Dasar Yayuk yang suka cari sensasi. Telepon Rini maksudnya hanya ingin pamer jika dirinya bisa menggaet Yudi. Namun Rini tidak kaget, karena sudah mendengar yang sebenarnya dari Yudi sendiri. Namun tentang foto postingan Yayuk, dari mana Yayuk bisa memperoleh foto itu? Gila benar Yayuk ini.
*******
Sementara itu, Alex sudah menerima jawaban WA dari Yudi. Yudi tidak banyak komentar, hanya mengatakan, "Alex, di zaman modern, dengan teknologi yang serba canggih, orang bisa membuat gambar apa saja. Bisa mengedit berbagai foto menjadi apa saja. Tapi bagi orang yang tahu dan jeli dengan teknologi itu, hal-hal yang palsu bisa dideteksi. Hati-hati dengan berita hoax. Kita jangan mudah terperangkap di dalamnya. Banyak orang pintar yang menggunakan kepandaiannya untuk memperdaya orang lain. Kita sebagai orang baik, jangan mudah diperdaya." Begitu isi pesan dari Yudi.
"Apakah Yudi tidak marah melihat hal ini?" Alex mencoba menanyakan pada Yudi.
Jawaban Yudi sederhana, "Marah itu nafsu setan. Hindari marah, sayangi hati kita."
Alex mulai berpikir, jika Yayuk ini sebenarnya sedang ingin memperdaya Yudi. Tentu karena Yudi punya istana. Apalagi saat Yayuk mendengar jika Yudi sedang membangun obyek wisata yang besar, Yudi sedang membangun rumah-rumah untuk penginapan para turis. Tentu Yudi dianggap sebagai orang yang sukses dengan kekayaan yang sangat berlimpah. Bagaimana mungkin si Yayuk tidak tergila-gila. Dari zaman SMA, Yayuk sudah terkenal, selalu mengejar cowok yang berduit banyak. Setidaknya bisa makan gratis, karena ditraktir setiap hari. Tentu oleh cowok-cowok yang mudah diperdaya oleh kecantikan Yayuk.

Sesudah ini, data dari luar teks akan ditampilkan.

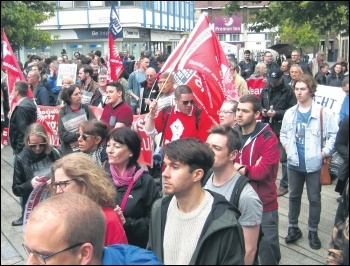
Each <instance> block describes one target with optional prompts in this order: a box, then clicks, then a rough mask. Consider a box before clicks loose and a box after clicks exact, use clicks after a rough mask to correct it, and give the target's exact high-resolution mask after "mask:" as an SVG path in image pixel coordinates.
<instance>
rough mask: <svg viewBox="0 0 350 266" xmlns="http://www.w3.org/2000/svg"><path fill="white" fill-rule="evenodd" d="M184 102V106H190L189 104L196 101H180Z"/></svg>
mask: <svg viewBox="0 0 350 266" xmlns="http://www.w3.org/2000/svg"><path fill="white" fill-rule="evenodd" d="M180 102H182V103H183V104H184V105H188V104H189V103H190V104H194V100H191V101H180Z"/></svg>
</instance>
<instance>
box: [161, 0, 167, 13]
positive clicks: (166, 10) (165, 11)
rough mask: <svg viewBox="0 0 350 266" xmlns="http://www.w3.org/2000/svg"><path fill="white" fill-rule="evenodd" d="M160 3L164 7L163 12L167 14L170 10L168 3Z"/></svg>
mask: <svg viewBox="0 0 350 266" xmlns="http://www.w3.org/2000/svg"><path fill="white" fill-rule="evenodd" d="M160 3H161V4H162V5H163V12H164V13H165V12H166V11H167V10H168V2H167V1H160Z"/></svg>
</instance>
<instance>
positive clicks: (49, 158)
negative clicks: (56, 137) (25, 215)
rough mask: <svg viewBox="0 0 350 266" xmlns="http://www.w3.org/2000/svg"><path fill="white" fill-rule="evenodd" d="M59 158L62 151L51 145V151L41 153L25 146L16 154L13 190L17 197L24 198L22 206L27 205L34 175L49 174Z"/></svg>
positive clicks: (13, 183) (13, 193)
mask: <svg viewBox="0 0 350 266" xmlns="http://www.w3.org/2000/svg"><path fill="white" fill-rule="evenodd" d="M59 158H61V152H60V151H59V150H58V149H56V148H54V147H51V153H49V154H45V153H42V154H39V155H38V154H35V153H34V152H32V151H31V150H30V149H29V148H27V147H24V148H23V150H22V151H21V152H20V153H19V154H16V155H15V162H14V165H13V183H12V192H13V194H15V195H16V196H17V197H22V198H23V203H22V206H25V204H26V203H27V201H28V197H29V195H30V193H31V192H32V190H33V186H32V183H31V181H32V179H33V177H34V176H43V175H44V176H45V175H46V176H47V175H48V173H51V169H50V167H51V164H52V163H53V162H54V161H56V160H58V159H59Z"/></svg>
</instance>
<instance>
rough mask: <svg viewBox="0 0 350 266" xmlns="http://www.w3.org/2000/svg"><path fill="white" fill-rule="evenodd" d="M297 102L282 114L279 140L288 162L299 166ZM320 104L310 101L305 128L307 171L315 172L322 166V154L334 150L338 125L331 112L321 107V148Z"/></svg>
mask: <svg viewBox="0 0 350 266" xmlns="http://www.w3.org/2000/svg"><path fill="white" fill-rule="evenodd" d="M297 108H298V104H297V105H295V106H293V107H291V108H289V109H288V110H287V111H286V113H285V114H284V117H283V121H282V128H281V132H280V141H281V143H282V145H283V147H284V148H285V149H286V152H287V160H288V163H289V164H291V165H294V166H299V156H298V149H297V145H296V139H295V134H296V119H297ZM320 110H321V106H320V105H318V104H317V103H315V102H312V108H311V115H310V118H309V121H308V123H307V126H306V129H305V163H306V171H307V172H308V173H310V172H315V171H317V170H319V169H320V168H321V167H322V154H321V152H322V151H324V152H325V154H326V156H327V157H328V156H331V155H332V154H333V152H334V143H335V137H336V135H337V132H338V125H337V122H336V120H335V118H334V116H333V114H332V113H331V112H330V111H329V110H327V109H326V108H323V138H324V141H323V148H322V150H321V130H320V128H321V121H320Z"/></svg>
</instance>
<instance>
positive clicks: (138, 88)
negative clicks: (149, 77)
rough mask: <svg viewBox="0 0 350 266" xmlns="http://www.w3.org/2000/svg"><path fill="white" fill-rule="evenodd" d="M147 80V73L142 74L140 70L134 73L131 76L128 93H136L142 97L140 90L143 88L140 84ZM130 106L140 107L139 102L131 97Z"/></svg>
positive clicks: (137, 94)
mask: <svg viewBox="0 0 350 266" xmlns="http://www.w3.org/2000/svg"><path fill="white" fill-rule="evenodd" d="M145 80H146V75H145V73H143V72H140V71H139V70H136V71H134V72H132V73H131V74H130V76H129V80H128V86H127V90H126V92H127V93H128V94H130V93H134V94H136V95H137V96H138V97H140V88H141V85H140V83H141V82H143V81H145ZM130 105H132V106H137V105H138V102H137V101H136V99H135V98H134V97H130Z"/></svg>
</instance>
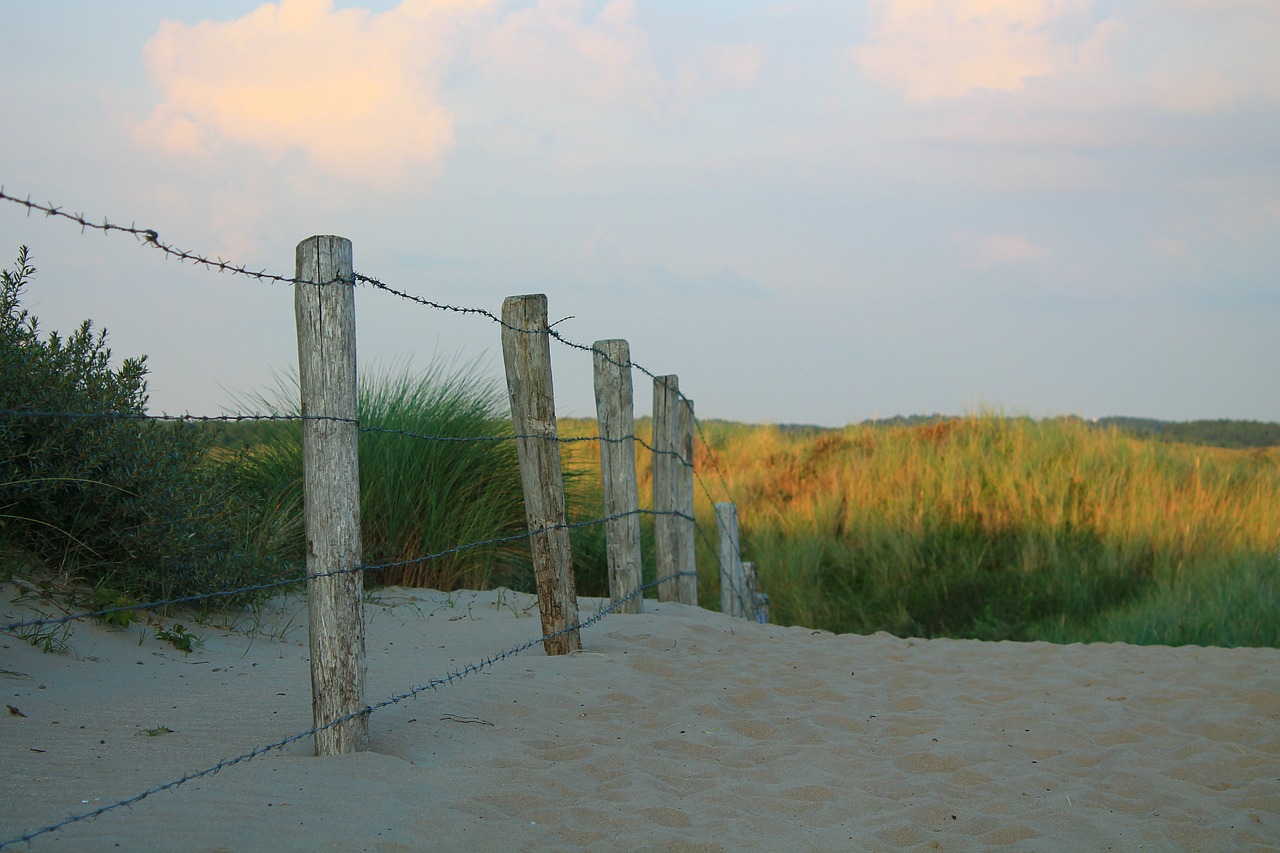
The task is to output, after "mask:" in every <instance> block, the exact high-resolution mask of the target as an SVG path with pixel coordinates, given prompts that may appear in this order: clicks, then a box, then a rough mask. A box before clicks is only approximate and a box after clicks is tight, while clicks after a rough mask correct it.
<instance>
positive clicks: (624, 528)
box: [593, 341, 644, 613]
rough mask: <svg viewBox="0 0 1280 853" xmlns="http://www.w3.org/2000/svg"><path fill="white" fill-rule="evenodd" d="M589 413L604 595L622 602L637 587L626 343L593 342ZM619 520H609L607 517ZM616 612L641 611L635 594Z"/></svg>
mask: <svg viewBox="0 0 1280 853" xmlns="http://www.w3.org/2000/svg"><path fill="white" fill-rule="evenodd" d="M593 350H594V361H595V371H594V375H595V412H596V418H598V420H599V424H600V482H602V483H603V487H604V515H605V516H608V519H609V520H608V521H605V523H604V538H605V547H607V549H608V557H609V597H611V598H612V599H613V601H614V602H618V601H622V599H623V598H626V597H627V596H631V594H632V593H635V590H636V589H639V588H640V583H641V581H640V578H641V570H640V497H639V493H637V491H639V487H637V485H636V450H635V412H634V405H635V403H634V400H632V387H631V348H630V347H628V346H627V342H626V341H596V342H595V345H594V347H593ZM616 515H622V516H623V517H618V519H614V517H613V516H616ZM617 612H620V613H640V612H644V597H643V596H639V594H636V596H635V597H634V598H631V599H630V601H628V602H627V603H625V605H622V606H621V607H618V610H617Z"/></svg>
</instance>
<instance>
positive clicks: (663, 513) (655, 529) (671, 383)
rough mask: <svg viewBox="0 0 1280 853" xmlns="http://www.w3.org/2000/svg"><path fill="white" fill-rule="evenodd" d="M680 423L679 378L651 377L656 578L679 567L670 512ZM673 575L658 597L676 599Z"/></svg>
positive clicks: (653, 504)
mask: <svg viewBox="0 0 1280 853" xmlns="http://www.w3.org/2000/svg"><path fill="white" fill-rule="evenodd" d="M678 423H680V378H678V377H676V375H667V377H655V378H654V380H653V450H654V453H653V511H654V512H655V515H654V516H653V544H654V566H655V571H657V573H658V574H657V576H658V578H666V576H668V575H673V574H676V573H677V571H680V539H678V535H680V534H678V530H680V524H677V523H678V521H680V519H678V517H676V516H675V515H671V514H672V512H677V511H678V510H680V487H678V484H677V480H678V478H680V460H677V459H676V452H677V450H678V448H677V447H676V430H677V428H678ZM677 581H678V578H677V579H672V580H668V581H666V583H660V584H658V601H677V599H678V588H677Z"/></svg>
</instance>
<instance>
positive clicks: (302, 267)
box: [0, 187, 768, 849]
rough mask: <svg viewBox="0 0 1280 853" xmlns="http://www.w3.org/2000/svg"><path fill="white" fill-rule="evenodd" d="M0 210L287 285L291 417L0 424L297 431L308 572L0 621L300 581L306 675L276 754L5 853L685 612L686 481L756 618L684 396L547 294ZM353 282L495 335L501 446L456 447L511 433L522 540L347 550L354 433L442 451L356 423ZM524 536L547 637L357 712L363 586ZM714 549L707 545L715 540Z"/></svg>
mask: <svg viewBox="0 0 1280 853" xmlns="http://www.w3.org/2000/svg"><path fill="white" fill-rule="evenodd" d="M0 201H8V202H12V204H15V205H19V206H23V207H26V209H27V213H28V215H29V214H31V213H32V211H36V213H42V214H45V215H46V216H51V218H60V219H64V220H69V222H72V223H76V224H78V225H79V227H81V229H82V231H84V229H97V231H101V232H104V233H125V234H131V236H133V237H134V238H137V240H138V241H140V242H141V243H142V245H143V246H147V247H151V248H156V250H159V251H161V252H164V255H165V256H168V257H174V259H177V260H179V261H191V263H195V264H198V265H202V266H205V268H206V269H211V270H216V272H221V273H232V274H238V275H247V277H251V278H256V279H260V280H264V282H269V283H287V284H292V286H293V287H294V313H296V323H297V330H298V378H300V387H301V409H300V415H298V416H296V418H293V416H282V415H229V416H192V415H180V416H175V415H155V416H152V415H141V414H133V412H42V411H14V410H10V411H0V418H109V419H140V420H161V421H201V423H204V421H243V420H282V419H288V420H298V421H301V427H302V452H303V491H305V516H306V537H307V542H308V547H307V566H306V574H305V576H302V578H291V579H284V580H276V581H270V583H265V584H256V585H252V587H239V588H236V589H221V590H211V592H207V593H201V594H195V596H186V597H180V598H170V599H165V601H154V602H146V603H141V605H128V606H120V607H108V608H101V610H96V611H87V612H79V613H68V615H65V616H60V617H56V619H38V620H28V621H19V622H13V624H8V625H0V631H3V633H15V631H19V630H23V629H31V628H47V626H56V625H60V624H67V622H70V621H76V620H82V619H88V617H105V616H111V615H113V613H119V612H124V611H137V610H150V608H159V607H165V606H174V605H184V603H193V602H197V601H210V599H216V598H227V597H234V596H242V594H246V593H251V592H261V590H268V589H275V588H284V587H292V585H298V584H306V590H307V607H308V616H310V619H308V622H310V644H311V667H312V722H314V725H312V726H311V729H308V730H306V731H302V733H298V734H294V735H291V736H289V738H285V739H283V740H279V742H276V743H271V744H268V745H265V747H259V748H256V749H252V751H250V752H246V753H244V754H242V756H238V757H234V758H227V760H223V761H220V762H218V763H216V765H214V766H211V767H207V768H204V770H200V771H195V772H191V774H187V775H184V776H182V777H180V779H177V780H173V781H169V783H165V784H161V785H157V786H155V788H151V789H148V790H145V792H142V793H140V794H137V795H134V797H132V798H128V799H124V800H119V802H115V803H111V804H109V806H104V807H101V808H96V809H93V811H90V812H86V813H82V815H74V816H72V817H69V818H67V820H63V821H59V822H55V824H51V825H49V826H44V827H40V829H36V830H28V831H26V833H24V834H22V835H18V836H15V838H12V839H8V840H0V849H3V848H6V847H10V845H14V844H18V843H20V841H28V843H29V841H31V840H33V839H36V838H38V836H40V835H44V834H46V833H51V831H55V830H58V829H60V827H63V826H67V825H69V824H73V822H76V821H81V820H84V818H88V817H96V816H99V815H102V813H105V812H109V811H113V809H115V808H120V807H124V806H129V804H132V803H136V802H138V800H141V799H143V798H146V797H150V795H151V794H155V793H159V792H161V790H169V789H173V788H177V786H179V785H182V784H184V783H187V781H191V780H193V779H198V777H202V776H207V775H211V774H215V772H218V771H219V770H221V768H224V767H228V766H233V765H237V763H241V762H244V761H248V760H251V758H253V757H256V756H259V754H262V753H265V752H269V751H271V749H278V748H282V747H284V745H288V744H291V743H294V742H297V740H302V739H306V738H314V739H315V751H316V754H320V756H326V754H337V753H344V752H352V751H360V749H364V748H365V747H366V744H367V720H369V716H370V715H371V713H372V712H374V711H378V710H380V708H384V707H388V706H390V704H396V703H398V702H401V701H403V699H407V698H411V697H415V695H417V694H419V693H422V692H424V690H428V689H436V688H439V686H443V685H447V684H452V683H454V681H457V680H458V679H462V678H465V676H467V675H470V674H472V672H476V671H480V670H483V669H485V667H489V666H492V665H494V663H497V662H499V661H503V660H506V658H508V657H512V656H515V654H518V653H520V652H522V651H526V649H529V648H532V647H534V646H538V644H541V646H543V647H544V649H545V652H547V653H548V654H562V653H566V652H571V651H575V649H580V648H581V639H580V631H581V630H582V629H585V628H589V626H590V625H593V624H595V622H596V621H599V620H600V619H603V617H604V616H607V615H609V613H612V612H631V613H637V612H641V611H643V594H644V593H645V592H648V590H650V589H655V590H657V596H658V598H659V601H673V602H681V603H686V605H696V603H698V601H696V596H698V585H696V578H698V574H696V565H695V562H696V560H695V551H696V548H695V544H696V543H695V537H696V535H699V534H700V533H703V532H700V530H698V525H696V519H695V516H694V484H695V480H696V482H698V483H699V484H700V485H701V488H703V491H704V492H705V494H707V497H708V500H709V501H710V502H712V503H714V514H716V520H717V530H718V548H717V553H718V561H719V585H721V610H722V611H723V612H726V613H730V615H732V616H737V617H745V619H755V620H758V621H767V620H768V597H767V596H764V594H763V593H759V592H756V587H758V581H756V576H755V570H754V566H753V565H751V564H749V562H744V561H742V558H741V546H740V542H739V525H737V510H736V506H735V505H733V503H732V502H731V501H724V502H716V501H714V497H713V496H712V492H710V489H709V488H708V485H707V483H705V480H704V479H703V478H701V476H700V475H699V474H698V471H696V469H695V466H694V448H695V442H696V438H698V437H699V435H700V437H701V438H703V443H704V446H705V447H707V451H708V453H709V459H710V460H712V464H713V466H714V467H716V471H717V475H718V476H719V482H721V485H722V488H723V489H724V491H726V492H727V491H728V489H727V483H726V482H724V476H723V473H722V471H721V470H719V466H718V462H717V461H716V459H714V455H713V453H710V447H709V444H707V442H705V435H703V434H701V427H700V424H699V423H698V420H696V418H695V416H694V405H692V401H691V400H690V398H689V397H686V396H685V394H684V393H681V392H680V384H678V378H677V377H676V375H657V374H654V373H652V371H650V370H648V369H645V368H644V366H641V365H639V364H636V362H634V361H632V360H631V353H630V347H628V345H627V342H626V341H622V339H602V341H596V342H595V343H594V345H593V346H585V345H581V343H576V342H573V341H568V339H566V338H564V337H563V336H561V334H559V333H558V332H556V330H554V329H553V328H552V327H550V324H549V323H548V313H547V297H545V296H541V295H531V296H515V297H509V298H507V300H506V302H504V304H503V310H502V316H498V315H494V314H492V313H489V311H486V310H484V309H477V307H460V306H451V305H442V304H436V302H431V301H429V300H425V298H421V297H417V296H412V295H410V293H407V292H404V291H399V289H396V288H393V287H390V286H388V284H387V283H384V282H381V280H379V279H375V278H372V277H369V275H362V274H358V273H356V272H355V270H353V266H352V246H351V242H349V241H347V240H343V238H339V237H312V238H310V240H306V241H303V242H301V243H300V245H298V247H297V257H296V274H294V275H293V277H284V275H276V274H269V273H266V272H253V270H250V269H247V268H244V266H243V265H238V264H232V263H228V261H223V260H212V259H209V257H206V256H204V255H200V254H196V252H189V251H183V250H177V248H174V247H172V246H169V245H166V243H164V242H161V241H160V237H159V233H157V232H156V231H154V229H147V228H137V227H134V225H129V227H123V225H115V224H111V223H110V222H108V220H104V222H102V223H93V222H90V220H87V219H86V218H84V216H83V215H82V214H70V213H67V211H64V210H63V209H60V207H56V206H54V205H41V204H37V202H32V201H31V199H29V197H27V199H17V197H14V196H10V195H6V193H5V192H4V188H3V187H0ZM357 284H366V286H370V287H372V288H375V289H379V291H383V292H387V293H389V295H392V296H396V297H399V298H404V300H408V301H412V302H415V304H419V305H422V306H426V307H430V309H435V310H444V311H453V313H458V314H462V315H479V316H484V318H486V319H489V320H492V321H494V323H497V324H498V325H500V328H502V346H503V362H504V366H506V377H507V389H508V396H509V401H511V415H512V425H513V435H511V437H475V438H471V439H468V441H495V439H502V438H511V439H513V441H515V442H516V448H517V457H518V464H520V471H521V482H522V488H524V494H525V508H526V521H527V533H525V534H521V535H515V537H499V538H493V539H486V540H483V542H470V543H462V544H458V546H454V547H452V548H448V549H445V551H440V552H436V553H429V555H424V556H421V557H417V558H415V560H408V561H402V562H399V564H383V565H364V564H362V562H361V560H362V556H361V555H362V551H361V540H360V485H358V457H357V446H358V434H360V433H361V432H389V433H397V434H401V435H402V437H404V438H406V439H417V441H439V439H440V437H433V435H419V434H412V433H407V432H404V430H396V429H381V428H379V427H372V425H365V424H361V423H360V420H358V414H357V411H356V379H357V364H356V323H355V295H353V293H355V287H356V286H357ZM553 339H554V341H557V342H558V343H561V345H563V346H567V347H570V348H572V350H579V351H584V352H590V353H591V356H593V374H594V384H595V396H596V415H598V425H599V434H598V437H595V439H596V441H598V442H599V444H600V482H602V487H603V496H604V498H603V500H604V516H602V517H599V519H594V520H590V521H579V523H572V524H571V523H568V520H567V516H566V511H564V488H563V480H562V464H561V455H559V447H561V444H562V443H564V442H570V441H577V439H564V438H561V437H559V434H558V427H557V420H556V407H554V391H553V380H552V369H550V341H553ZM632 369H636V370H640V371H641V373H644V374H645V375H648V377H649V378H650V379H652V380H653V389H654V391H653V393H654V398H653V400H654V402H653V443H652V444H649V443H645V442H644V441H643V439H641V438H639V437H637V435H636V434H635V424H634V388H632V377H631V371H632ZM637 443H639V444H640V446H643V447H644V448H645V450H648V451H649V452H650V453H652V459H653V506H652V508H650V510H643V508H641V507H640V502H639V487H637V475H636V456H635V448H636V444H637ZM646 514H648V515H652V516H653V519H654V543H655V575H657V580H654V581H652V583H648V584H643V583H641V556H640V539H641V537H640V516H641V515H646ZM594 524H603V525H604V528H605V542H607V560H608V579H609V601H611V603H609V605H608V606H607V607H604V608H602V610H600V611H599V612H598V613H595V615H594V616H591V617H590V619H586V620H582V619H580V616H579V610H577V599H576V594H575V587H573V574H572V560H571V548H570V532H571V530H572V529H576V528H581V526H588V525H594ZM515 539H527V540H529V543H530V552H531V556H532V561H534V571H535V578H536V589H538V602H539V612H540V617H541V629H543V633H541V635H540V637H539V638H535V639H531V640H530V642H527V643H524V644H521V646H517V647H515V648H509V649H506V651H502V652H498V653H495V654H492V656H489V657H486V658H484V660H481V661H479V662H476V663H472V665H468V666H466V667H462V669H460V670H454V671H449V672H447V674H444V675H443V676H440V678H435V679H430V680H428V681H426V683H425V684H422V685H419V686H413V688H411V689H408V690H407V692H404V693H401V694H397V695H393V697H392V698H389V699H387V701H383V702H379V703H374V704H367V703H366V702H365V694H364V671H365V661H364V656H365V653H364V625H365V624H364V615H362V584H364V574H365V573H366V571H371V570H380V569H388V567H392V566H397V565H407V564H411V562H422V561H429V560H435V558H440V557H443V556H445V555H453V553H457V552H461V551H463V549H466V548H471V547H477V546H488V544H494V543H498V542H509V540H515ZM713 544H714V543H713Z"/></svg>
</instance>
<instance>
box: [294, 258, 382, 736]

Cantik sih memang cantik .... Tapi kalau cara main cintanya gila-gilaan hanya untuk mengejar harta benda? Itu namanya bukan tergila-gila sama orangnya, tapi cara gila untuk mendapatkan harta benda. Yah, seperti itulah cerita tentang Yayuk yang suka mendekati pejabat dan orang-orang kaya. Segala macam cara dilakukan. Yang penting dapat hartanya.
Cinta gila-gilaan untuk menggaet harta benda secara gila.